IDC Canada data suggests there are still a lot of organizations under-investing in mobile security. Think through the long-term repercussions


IT security reputational damage Canada

It’s hard to imagine anyone starting a new print newspaper today, but the image on Sanjay Khanna’s slide deck still resonates: It’s a cartoon-like picture of a man brandishing the front page of a broadsheet called THE DAILY BREACH.

The senior analyst for mobile phones at IDC Canada was among a group of speakers at a Toronto Region Board of Trade luncheon last week, where he was talking about the increased need for security on devices. His point with The Daily Breach was obvious before he even went on to explain it: No one  wants their organization to wind up as a headline in a story about a failure to adequately protect sensitive information.

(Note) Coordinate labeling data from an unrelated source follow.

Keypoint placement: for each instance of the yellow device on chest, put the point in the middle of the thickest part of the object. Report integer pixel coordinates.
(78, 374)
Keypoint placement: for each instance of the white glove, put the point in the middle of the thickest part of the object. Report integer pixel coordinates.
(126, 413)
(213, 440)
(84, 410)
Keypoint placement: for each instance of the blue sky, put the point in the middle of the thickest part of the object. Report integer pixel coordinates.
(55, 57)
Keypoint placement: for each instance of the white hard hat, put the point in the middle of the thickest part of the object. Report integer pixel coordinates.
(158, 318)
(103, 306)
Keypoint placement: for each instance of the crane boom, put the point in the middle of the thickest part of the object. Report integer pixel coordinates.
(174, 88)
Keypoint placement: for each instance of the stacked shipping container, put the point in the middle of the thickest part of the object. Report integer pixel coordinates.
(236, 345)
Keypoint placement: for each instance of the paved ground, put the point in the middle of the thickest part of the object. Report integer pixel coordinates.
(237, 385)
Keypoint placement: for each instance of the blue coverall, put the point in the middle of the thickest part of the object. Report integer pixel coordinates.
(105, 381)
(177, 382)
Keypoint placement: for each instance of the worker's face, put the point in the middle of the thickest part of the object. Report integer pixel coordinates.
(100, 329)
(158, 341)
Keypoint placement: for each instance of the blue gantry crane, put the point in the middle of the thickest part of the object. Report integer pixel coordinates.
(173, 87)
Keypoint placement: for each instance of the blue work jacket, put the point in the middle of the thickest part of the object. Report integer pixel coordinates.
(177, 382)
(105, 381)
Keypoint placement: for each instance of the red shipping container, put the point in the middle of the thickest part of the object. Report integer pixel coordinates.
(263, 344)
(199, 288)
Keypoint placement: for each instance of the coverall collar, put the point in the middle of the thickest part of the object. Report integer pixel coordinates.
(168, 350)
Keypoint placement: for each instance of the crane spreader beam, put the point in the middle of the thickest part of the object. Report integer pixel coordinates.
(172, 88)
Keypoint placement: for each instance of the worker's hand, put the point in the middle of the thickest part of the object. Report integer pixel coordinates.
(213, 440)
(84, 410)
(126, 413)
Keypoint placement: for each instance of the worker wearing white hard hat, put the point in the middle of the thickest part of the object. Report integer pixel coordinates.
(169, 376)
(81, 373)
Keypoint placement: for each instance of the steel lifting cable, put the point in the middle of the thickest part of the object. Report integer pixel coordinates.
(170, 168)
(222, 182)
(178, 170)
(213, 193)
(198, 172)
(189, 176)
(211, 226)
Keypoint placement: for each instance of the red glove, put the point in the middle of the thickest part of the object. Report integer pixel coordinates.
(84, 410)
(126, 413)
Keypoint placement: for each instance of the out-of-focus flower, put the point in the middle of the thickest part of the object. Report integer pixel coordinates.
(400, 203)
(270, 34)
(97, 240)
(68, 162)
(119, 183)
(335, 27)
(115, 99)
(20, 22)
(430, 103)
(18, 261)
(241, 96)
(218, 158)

In fact, according to an IDC Canada research study on this issue, Khanna said only 59 percent of the 120 CIOs surveyed said they have deployed mobile security solutions.

“That’s like saying 40 percent of Torontonians will put locks on their doors. That’s what this situation amounts to,” he said.

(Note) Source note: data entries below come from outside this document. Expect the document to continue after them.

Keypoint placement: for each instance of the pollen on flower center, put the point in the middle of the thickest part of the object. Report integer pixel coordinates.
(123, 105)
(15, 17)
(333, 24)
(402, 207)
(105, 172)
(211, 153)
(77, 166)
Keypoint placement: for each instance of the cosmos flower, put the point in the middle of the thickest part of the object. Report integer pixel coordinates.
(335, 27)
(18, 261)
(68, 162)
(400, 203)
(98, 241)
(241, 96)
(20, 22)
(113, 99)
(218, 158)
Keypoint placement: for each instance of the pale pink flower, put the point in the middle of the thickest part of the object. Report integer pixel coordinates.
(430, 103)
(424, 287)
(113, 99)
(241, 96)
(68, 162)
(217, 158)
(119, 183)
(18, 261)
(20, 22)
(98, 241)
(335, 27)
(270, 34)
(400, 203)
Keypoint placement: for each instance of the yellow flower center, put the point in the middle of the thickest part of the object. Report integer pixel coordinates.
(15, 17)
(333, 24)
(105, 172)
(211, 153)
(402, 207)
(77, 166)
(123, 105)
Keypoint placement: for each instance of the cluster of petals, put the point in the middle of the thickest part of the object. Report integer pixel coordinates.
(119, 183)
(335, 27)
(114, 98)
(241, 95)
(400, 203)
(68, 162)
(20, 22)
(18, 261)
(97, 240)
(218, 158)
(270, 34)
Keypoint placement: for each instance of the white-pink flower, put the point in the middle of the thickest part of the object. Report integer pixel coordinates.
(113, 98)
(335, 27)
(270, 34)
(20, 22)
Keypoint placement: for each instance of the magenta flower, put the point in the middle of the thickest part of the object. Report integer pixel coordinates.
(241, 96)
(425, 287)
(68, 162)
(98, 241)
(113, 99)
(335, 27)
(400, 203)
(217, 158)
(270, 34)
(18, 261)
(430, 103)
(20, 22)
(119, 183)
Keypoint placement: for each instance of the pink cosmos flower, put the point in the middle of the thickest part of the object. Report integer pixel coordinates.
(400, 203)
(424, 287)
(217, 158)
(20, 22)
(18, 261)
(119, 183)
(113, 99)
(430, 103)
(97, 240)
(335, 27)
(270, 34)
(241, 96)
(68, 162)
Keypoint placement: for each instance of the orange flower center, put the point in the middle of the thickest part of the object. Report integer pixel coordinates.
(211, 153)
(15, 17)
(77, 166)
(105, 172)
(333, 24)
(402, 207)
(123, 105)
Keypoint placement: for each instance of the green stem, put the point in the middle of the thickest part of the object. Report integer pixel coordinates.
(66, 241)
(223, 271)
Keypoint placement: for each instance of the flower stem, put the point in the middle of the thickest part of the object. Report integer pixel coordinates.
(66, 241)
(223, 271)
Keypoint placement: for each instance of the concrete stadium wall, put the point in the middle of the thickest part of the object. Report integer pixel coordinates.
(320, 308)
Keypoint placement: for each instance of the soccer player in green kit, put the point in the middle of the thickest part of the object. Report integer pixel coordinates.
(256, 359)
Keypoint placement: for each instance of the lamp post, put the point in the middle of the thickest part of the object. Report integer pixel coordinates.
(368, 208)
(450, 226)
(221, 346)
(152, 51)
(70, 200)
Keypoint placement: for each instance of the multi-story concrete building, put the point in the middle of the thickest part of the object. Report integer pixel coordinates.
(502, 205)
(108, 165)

He’s right, but I think part of the problem comes down to the fact that people still imagine coverage in The Daily Breach is the worst-case scenario they face. Reputational damage is a real thing, and people do get fired for IT security fiascos (see Exhibit A: former Sony exec Amy Pascal) but the fallout can go much further than that.

People will get over the immediate scandal, but the loss of trust can linger on and cause issues elsewhere. As more organizations create mobile apps to engage with their customers and partners, they will be counting on people to actually install and regularly use them. That won’t happen if people worry the app will open a back door to hackers, or render their smartphone or tablet inoperable.

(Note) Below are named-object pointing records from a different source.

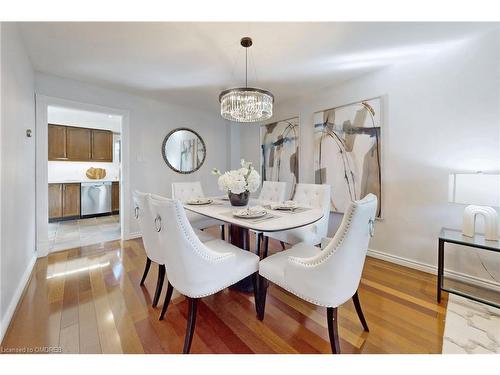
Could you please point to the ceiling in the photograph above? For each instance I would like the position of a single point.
(190, 63)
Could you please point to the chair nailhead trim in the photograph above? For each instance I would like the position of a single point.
(203, 254)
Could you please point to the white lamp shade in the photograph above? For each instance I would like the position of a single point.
(482, 189)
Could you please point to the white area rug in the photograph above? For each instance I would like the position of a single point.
(471, 327)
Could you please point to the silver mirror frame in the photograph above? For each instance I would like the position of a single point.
(164, 154)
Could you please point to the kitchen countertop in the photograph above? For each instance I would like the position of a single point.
(79, 181)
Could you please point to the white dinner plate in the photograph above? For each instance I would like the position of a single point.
(199, 201)
(287, 205)
(249, 213)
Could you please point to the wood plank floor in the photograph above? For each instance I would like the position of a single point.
(88, 300)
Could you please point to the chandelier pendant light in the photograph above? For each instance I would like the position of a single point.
(246, 104)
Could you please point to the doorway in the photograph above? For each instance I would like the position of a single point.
(81, 168)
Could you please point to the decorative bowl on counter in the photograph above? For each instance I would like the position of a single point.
(95, 173)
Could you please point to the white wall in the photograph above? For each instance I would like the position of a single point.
(84, 119)
(61, 171)
(441, 115)
(149, 123)
(17, 172)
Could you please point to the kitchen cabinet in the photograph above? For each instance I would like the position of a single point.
(115, 197)
(68, 143)
(55, 201)
(78, 144)
(102, 145)
(64, 200)
(71, 200)
(57, 142)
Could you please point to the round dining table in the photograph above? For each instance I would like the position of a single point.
(239, 228)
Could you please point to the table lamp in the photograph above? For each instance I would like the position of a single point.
(480, 191)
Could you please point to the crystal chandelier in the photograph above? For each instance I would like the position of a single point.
(246, 104)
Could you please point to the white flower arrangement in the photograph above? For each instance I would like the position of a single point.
(239, 180)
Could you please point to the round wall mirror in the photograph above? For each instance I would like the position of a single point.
(183, 150)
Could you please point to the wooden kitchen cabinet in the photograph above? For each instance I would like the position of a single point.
(78, 144)
(71, 200)
(64, 201)
(102, 145)
(68, 143)
(57, 142)
(55, 201)
(115, 197)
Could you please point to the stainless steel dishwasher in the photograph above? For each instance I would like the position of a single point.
(95, 198)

On a broader scale, mobile technology allows people who once would have required everything to happen at their headquarters to perform key activities outside the office. In that sense, smartphones and tablets become an extension of a company’s physical environment. You would never get a customer to walk through your door if they were worried that thieves were lying in wait on the other side. If mobile device and network security isn’t taken more seriously by enterprises and SMBs, customers may be reluctant to welcome you into their offices, too.

Perhaps most critically, success as a business depends largely upon having the right information at the right time. For all the talk about big data, many firms need to gather more data than they ever have before, but that requires trust on the part of those handing it over. There are now retailers where I no longer give away my e-mail address at the checkout, and I use cash instead of credit or debit. They still get my money, but they lose out on data that could be used to nurture their relationship with me. That’s the incalculable cost of IT security problems.

As with many controversies, what gets published on the front page of the mythical Daily Breach are big news one day and forgotten the next. If they want to prioritize their security budget dollars and avoid the worst mishaps, IT departments need to spend more time thinking of the often deeper, far more interesting stories that happen behind all the headlines.